Can't We Just Stay Home

Posted by Craig Britton on

Proper 23: Gospel, Matthew 22:1-14                                   

Matthew 22:1-14

Have you ever received an invitation to a wedding and for any number of reasons the timing of it just didn’t fit with life? I have. You have to go. But ugh! There are just other things. Or perhaps there’s nothing on the calendar and you have so been looking forward to that. Well here comes our Master Teacher, “And again Jesus spoke to them in parables, saying …” (22:1).
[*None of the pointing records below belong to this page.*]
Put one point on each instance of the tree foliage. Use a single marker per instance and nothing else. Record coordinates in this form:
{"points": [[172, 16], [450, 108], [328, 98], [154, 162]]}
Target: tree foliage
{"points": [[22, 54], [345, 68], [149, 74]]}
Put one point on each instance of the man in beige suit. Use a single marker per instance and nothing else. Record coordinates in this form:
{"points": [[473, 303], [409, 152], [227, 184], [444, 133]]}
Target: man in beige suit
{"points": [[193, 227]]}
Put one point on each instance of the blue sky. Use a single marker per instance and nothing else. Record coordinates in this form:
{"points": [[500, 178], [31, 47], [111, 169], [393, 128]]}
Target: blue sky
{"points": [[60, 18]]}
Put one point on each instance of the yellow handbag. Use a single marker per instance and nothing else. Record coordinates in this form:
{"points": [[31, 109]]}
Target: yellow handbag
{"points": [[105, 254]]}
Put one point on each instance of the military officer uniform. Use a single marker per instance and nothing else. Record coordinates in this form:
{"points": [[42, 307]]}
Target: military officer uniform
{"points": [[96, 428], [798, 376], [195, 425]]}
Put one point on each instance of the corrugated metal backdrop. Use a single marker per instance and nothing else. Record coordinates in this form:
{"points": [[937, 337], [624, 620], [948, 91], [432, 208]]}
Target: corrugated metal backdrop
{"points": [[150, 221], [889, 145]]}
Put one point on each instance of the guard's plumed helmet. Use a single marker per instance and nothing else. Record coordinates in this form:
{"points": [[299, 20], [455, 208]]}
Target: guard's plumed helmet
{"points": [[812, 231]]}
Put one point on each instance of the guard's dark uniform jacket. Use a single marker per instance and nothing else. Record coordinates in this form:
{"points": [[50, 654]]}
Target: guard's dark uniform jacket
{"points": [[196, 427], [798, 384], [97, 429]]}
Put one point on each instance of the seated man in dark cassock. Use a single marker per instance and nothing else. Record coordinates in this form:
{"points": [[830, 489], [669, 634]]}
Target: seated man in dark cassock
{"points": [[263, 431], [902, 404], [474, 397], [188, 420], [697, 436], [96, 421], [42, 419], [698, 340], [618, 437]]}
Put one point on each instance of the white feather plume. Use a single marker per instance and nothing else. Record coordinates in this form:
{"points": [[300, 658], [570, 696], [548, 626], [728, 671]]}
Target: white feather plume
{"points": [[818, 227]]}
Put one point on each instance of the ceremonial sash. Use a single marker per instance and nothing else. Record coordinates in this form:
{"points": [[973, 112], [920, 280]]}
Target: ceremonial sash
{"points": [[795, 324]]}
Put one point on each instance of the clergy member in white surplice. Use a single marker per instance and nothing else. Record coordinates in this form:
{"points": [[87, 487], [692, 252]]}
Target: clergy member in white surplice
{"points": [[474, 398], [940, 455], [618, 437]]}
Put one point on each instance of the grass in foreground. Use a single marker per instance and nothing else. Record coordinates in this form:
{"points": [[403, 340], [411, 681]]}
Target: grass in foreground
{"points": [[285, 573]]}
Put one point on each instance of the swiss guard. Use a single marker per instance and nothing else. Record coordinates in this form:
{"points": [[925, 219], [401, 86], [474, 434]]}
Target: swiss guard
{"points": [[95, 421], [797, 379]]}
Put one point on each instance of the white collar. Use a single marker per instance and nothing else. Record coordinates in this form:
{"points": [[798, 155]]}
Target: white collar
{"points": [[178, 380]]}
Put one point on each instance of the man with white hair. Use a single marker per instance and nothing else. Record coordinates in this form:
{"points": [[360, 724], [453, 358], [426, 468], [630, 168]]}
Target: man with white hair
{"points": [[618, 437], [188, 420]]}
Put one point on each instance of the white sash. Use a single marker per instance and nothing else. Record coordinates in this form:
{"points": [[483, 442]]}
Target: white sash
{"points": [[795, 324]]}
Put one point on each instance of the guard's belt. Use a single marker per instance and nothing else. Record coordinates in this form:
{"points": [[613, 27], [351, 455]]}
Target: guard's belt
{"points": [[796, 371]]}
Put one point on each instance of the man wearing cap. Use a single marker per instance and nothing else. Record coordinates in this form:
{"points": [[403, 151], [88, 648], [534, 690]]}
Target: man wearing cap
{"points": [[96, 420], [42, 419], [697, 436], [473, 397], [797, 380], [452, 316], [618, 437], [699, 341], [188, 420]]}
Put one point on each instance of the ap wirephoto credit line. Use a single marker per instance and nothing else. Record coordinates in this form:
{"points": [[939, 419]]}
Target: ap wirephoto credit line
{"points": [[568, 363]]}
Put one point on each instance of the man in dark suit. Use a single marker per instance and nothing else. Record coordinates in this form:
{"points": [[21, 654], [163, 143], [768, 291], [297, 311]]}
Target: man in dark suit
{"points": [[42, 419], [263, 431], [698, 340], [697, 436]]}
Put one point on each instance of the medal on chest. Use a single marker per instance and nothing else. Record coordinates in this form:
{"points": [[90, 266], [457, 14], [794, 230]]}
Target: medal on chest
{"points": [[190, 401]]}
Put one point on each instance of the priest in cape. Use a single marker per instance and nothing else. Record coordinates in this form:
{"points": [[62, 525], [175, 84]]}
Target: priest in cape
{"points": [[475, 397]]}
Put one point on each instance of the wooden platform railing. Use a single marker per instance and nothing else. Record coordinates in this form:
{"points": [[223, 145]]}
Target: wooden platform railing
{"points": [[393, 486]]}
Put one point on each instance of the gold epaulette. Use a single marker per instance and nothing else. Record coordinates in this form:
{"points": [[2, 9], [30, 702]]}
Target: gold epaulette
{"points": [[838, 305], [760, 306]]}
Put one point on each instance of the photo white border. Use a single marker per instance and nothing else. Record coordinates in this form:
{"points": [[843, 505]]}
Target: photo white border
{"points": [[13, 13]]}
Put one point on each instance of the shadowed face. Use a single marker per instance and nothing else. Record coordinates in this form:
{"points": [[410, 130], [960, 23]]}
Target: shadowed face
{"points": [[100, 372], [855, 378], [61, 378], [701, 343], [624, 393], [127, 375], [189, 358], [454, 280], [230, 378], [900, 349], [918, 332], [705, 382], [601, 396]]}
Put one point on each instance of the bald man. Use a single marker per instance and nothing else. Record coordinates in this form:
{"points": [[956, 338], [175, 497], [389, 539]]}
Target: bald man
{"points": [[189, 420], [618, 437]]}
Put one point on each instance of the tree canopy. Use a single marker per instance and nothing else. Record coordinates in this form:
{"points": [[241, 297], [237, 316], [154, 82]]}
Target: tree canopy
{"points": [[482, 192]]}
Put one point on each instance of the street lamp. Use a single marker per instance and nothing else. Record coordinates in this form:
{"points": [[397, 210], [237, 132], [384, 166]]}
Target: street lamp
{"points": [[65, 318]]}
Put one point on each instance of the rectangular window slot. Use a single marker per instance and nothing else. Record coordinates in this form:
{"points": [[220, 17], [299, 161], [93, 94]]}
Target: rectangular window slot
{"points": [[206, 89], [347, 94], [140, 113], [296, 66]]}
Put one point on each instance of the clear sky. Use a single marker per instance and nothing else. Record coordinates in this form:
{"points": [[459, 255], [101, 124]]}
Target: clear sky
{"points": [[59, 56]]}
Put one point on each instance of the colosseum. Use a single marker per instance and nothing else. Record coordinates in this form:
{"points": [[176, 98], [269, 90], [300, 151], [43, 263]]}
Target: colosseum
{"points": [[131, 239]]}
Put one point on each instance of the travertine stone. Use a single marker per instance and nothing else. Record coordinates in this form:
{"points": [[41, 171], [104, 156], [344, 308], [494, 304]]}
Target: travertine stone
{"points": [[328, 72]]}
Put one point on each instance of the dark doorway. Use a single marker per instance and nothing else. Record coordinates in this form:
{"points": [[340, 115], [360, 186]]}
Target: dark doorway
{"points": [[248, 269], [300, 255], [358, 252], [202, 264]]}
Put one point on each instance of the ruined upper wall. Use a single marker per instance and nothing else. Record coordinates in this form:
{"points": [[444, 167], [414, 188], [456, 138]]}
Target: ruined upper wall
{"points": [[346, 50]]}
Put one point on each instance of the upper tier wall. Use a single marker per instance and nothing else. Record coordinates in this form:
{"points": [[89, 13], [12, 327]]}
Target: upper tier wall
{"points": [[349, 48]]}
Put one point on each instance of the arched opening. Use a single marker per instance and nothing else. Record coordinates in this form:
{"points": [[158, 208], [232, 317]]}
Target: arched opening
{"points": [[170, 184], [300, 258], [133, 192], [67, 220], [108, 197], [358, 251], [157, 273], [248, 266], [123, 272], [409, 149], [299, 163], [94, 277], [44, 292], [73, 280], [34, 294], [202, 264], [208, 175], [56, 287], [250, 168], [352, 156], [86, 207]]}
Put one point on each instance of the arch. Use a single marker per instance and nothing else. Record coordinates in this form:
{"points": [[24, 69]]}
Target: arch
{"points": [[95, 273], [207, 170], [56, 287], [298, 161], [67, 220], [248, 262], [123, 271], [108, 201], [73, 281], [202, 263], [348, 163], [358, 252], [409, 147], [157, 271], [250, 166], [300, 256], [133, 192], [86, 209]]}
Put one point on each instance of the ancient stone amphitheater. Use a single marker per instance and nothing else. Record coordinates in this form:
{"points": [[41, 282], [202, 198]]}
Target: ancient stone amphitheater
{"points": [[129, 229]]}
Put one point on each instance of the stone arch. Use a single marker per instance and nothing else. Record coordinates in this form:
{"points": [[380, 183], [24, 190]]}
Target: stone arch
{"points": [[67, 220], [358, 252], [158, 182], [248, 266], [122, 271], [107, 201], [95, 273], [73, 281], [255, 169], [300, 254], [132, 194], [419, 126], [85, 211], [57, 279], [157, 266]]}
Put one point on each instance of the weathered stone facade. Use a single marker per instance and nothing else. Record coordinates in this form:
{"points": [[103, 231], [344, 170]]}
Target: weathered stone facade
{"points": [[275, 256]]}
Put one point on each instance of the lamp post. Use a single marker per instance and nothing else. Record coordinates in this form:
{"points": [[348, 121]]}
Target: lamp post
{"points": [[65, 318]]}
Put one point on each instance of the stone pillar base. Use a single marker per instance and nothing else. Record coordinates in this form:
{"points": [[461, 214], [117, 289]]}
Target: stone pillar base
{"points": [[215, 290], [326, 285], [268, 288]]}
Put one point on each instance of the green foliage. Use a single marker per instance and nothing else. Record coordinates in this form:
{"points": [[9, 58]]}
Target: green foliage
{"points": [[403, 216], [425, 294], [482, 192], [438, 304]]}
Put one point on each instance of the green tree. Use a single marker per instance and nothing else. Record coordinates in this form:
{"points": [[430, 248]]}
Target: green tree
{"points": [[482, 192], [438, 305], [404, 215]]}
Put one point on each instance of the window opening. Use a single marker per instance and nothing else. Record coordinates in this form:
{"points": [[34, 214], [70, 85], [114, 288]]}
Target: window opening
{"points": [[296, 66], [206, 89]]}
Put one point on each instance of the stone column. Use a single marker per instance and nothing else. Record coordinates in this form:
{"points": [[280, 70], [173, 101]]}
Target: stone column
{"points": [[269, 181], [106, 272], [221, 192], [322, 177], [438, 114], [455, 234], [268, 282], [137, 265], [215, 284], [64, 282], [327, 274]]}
Last week we looked at Jesus’ story about the tenant farmers, viewing God’s kingdom as the work of a tended field. Today the picture shifts a bit and … “The Kingdom of heaven may be compared to a king who gave a wedding feast for his son and sent his servants to call those who were invited to the wedding feast, but they would not come” (22:2-3).

There’s a pattern here. God wants everyone to be a part, and to be blessed by the blessings of his kingdom. Do you see that? Last week Jesus concluded by saying that because of the response to the servants sent to collect the farmer’s fruit (which he was planning to share), the kingdom will be taken from you and given to others. Here in this tale, the picture is of the master sending servants to call everyone to the wedding feast. Weddings aren’t rare in the Bible. Jesus’ first miracle takes place in the midst of such a celebration, and the final scene of God with his people is a grand wedding feast as well. Y’all come! You can almost hear it.

“I have farm animals to tend,” says one. “I must be about my business,” says another. Others just flat out turn from the invite. To borrow from another place in the Scriptures, “He who has ears to hear, let him hear.” It’s not difficult to see where this is going. Heaven to the ancients garners about as much thought and consideration as it does to us post-moderns. But there is one more telling issue addressed. Perhaps it’s not so much their interest in heaven is lacking, but how they should gain entrance. The wedding hall is eventually filled after the servants cajoling and calling in the streets but then … “when the king came in to look at the guests, he saw there a man who had no wedding garment” (22:11). Now our culture has become casual in nearly everything. Weddings included. But the king wanted to know who allowed this guest to “dress down.” It was his son’s wedding after all.

The point? God wants everyone there, at the wedding of his son, but entrance is on his terms. For everyone. Always. The consequences for not coming, or attempting to enter in unacceptable attire is the same. And it’s not pretty. 

Now there are times I still would rather miss a wedding feast or celebration. But I dare not miss the one to which Jesus bids me. You neither.